鋼材の板厚が厚いほど亜鉛付着量が増え,逆に板厚が薄いほど亜鉛付着量が増えにくくなる傾向を示します。|
これは鋼材の化学成分,表面粗度,熱容量などの複合的な要因による溶融亜鉛と鋼材との合金反応速度の差と考えられています。
JIS,ASTMおよびBSでも板厚と亜鉛付着量の関連性は規定されています。
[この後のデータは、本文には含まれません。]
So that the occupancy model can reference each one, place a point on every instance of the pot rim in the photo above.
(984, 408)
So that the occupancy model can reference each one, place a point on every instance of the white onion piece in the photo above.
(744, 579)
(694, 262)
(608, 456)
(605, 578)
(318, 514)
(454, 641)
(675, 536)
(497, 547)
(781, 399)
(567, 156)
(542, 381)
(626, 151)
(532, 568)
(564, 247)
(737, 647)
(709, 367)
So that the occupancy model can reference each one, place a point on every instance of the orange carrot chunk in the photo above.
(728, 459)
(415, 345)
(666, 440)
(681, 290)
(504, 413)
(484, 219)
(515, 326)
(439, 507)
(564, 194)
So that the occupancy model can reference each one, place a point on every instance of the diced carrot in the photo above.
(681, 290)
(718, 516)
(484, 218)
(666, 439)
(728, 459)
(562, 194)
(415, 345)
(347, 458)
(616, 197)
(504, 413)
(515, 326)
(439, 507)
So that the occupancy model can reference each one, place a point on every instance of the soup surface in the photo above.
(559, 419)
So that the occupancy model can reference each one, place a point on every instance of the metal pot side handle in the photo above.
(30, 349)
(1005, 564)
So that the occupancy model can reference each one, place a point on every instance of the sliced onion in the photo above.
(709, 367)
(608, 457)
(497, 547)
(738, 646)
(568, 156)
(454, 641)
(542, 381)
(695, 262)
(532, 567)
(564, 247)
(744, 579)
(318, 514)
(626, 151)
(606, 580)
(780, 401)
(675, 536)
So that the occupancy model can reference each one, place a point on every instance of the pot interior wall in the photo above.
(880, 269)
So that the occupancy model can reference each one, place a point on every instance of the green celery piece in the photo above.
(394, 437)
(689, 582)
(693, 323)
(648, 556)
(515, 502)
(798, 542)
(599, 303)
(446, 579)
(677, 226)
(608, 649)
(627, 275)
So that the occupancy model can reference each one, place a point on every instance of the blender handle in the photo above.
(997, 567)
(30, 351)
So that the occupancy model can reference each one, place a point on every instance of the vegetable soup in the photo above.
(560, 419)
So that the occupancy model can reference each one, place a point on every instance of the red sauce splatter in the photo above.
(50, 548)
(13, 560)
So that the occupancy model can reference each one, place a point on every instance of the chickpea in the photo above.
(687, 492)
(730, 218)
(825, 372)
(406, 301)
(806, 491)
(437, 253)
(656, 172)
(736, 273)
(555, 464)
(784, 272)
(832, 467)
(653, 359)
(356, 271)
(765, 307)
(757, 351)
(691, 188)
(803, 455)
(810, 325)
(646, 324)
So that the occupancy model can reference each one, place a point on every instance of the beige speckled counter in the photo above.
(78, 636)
したがって今回の改定は実情に即して行われたものであります。
即ち亜鉛付着量が550g/m2以上の仕様であれば板厚は4.5m2以上でなければならないということであります。
(2)めっき面の補修について
亜鉛は鉄より卑なため,亜鉛めっきの表面に局部的な不めっきまたは傷があっても電気化学的な犠牲防食作用で腐食していきません。
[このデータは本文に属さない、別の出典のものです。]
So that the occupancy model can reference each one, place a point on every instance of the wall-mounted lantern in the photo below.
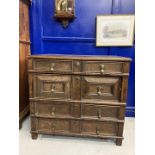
(64, 11)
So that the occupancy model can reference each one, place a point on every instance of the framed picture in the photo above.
(115, 30)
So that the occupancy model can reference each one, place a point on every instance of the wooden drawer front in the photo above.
(53, 125)
(99, 111)
(99, 128)
(53, 65)
(54, 109)
(102, 67)
(106, 88)
(52, 86)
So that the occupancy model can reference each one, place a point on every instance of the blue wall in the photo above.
(48, 36)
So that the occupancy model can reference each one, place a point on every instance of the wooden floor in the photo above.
(57, 145)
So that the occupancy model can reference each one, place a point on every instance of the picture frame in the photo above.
(115, 30)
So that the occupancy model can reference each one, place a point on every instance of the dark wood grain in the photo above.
(24, 51)
(76, 97)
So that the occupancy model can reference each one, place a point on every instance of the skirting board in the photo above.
(23, 114)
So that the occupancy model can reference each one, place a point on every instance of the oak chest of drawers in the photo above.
(78, 95)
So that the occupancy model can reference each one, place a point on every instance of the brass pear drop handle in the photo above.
(52, 89)
(97, 130)
(102, 68)
(53, 126)
(52, 67)
(99, 91)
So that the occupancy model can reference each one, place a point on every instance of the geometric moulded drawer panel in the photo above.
(46, 86)
(106, 88)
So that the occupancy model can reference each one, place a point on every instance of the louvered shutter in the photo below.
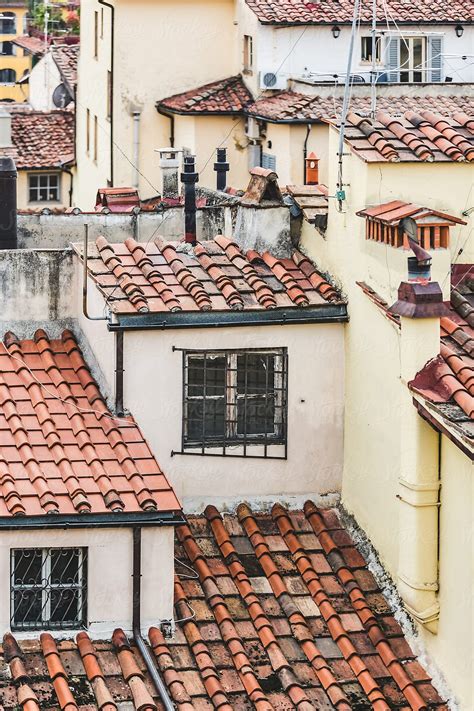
(435, 57)
(393, 59)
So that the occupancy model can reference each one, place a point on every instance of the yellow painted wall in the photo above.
(20, 62)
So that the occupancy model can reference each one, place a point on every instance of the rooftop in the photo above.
(280, 613)
(227, 96)
(302, 12)
(41, 139)
(61, 450)
(215, 275)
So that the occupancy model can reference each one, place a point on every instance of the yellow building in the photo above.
(14, 61)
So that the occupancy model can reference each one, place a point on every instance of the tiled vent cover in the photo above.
(381, 224)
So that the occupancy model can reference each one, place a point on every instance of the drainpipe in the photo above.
(112, 66)
(136, 146)
(136, 622)
(84, 279)
(189, 178)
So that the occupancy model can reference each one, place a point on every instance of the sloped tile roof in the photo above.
(280, 613)
(302, 12)
(414, 137)
(293, 106)
(227, 96)
(447, 381)
(214, 275)
(66, 57)
(41, 139)
(61, 450)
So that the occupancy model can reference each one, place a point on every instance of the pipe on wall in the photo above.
(136, 622)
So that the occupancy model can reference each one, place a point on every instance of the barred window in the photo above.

しかし,このような場合でも高濃度亜鉛末塗料で補修しておいた方が望ましいという考え方であります。
(3)亜鉛めっき面の素地ごしらえ
りん酸塩処理されたもの及び亜鉛-鉄合金が形成されたものは化学処理を省略できるとしています。
前者は亜鉛めっき表面に規則性のある結晶を生成し,後者は表面を粗にし,いずれも下塗り塗料との足がかりをつくるため塗膜との密着性を向上させるものであります。
しかし,いずれも油脂分が付着したり,白さびの上に塗装すれば塗膜の密着性を劣化させますので取扱い及び保管には注意を要します。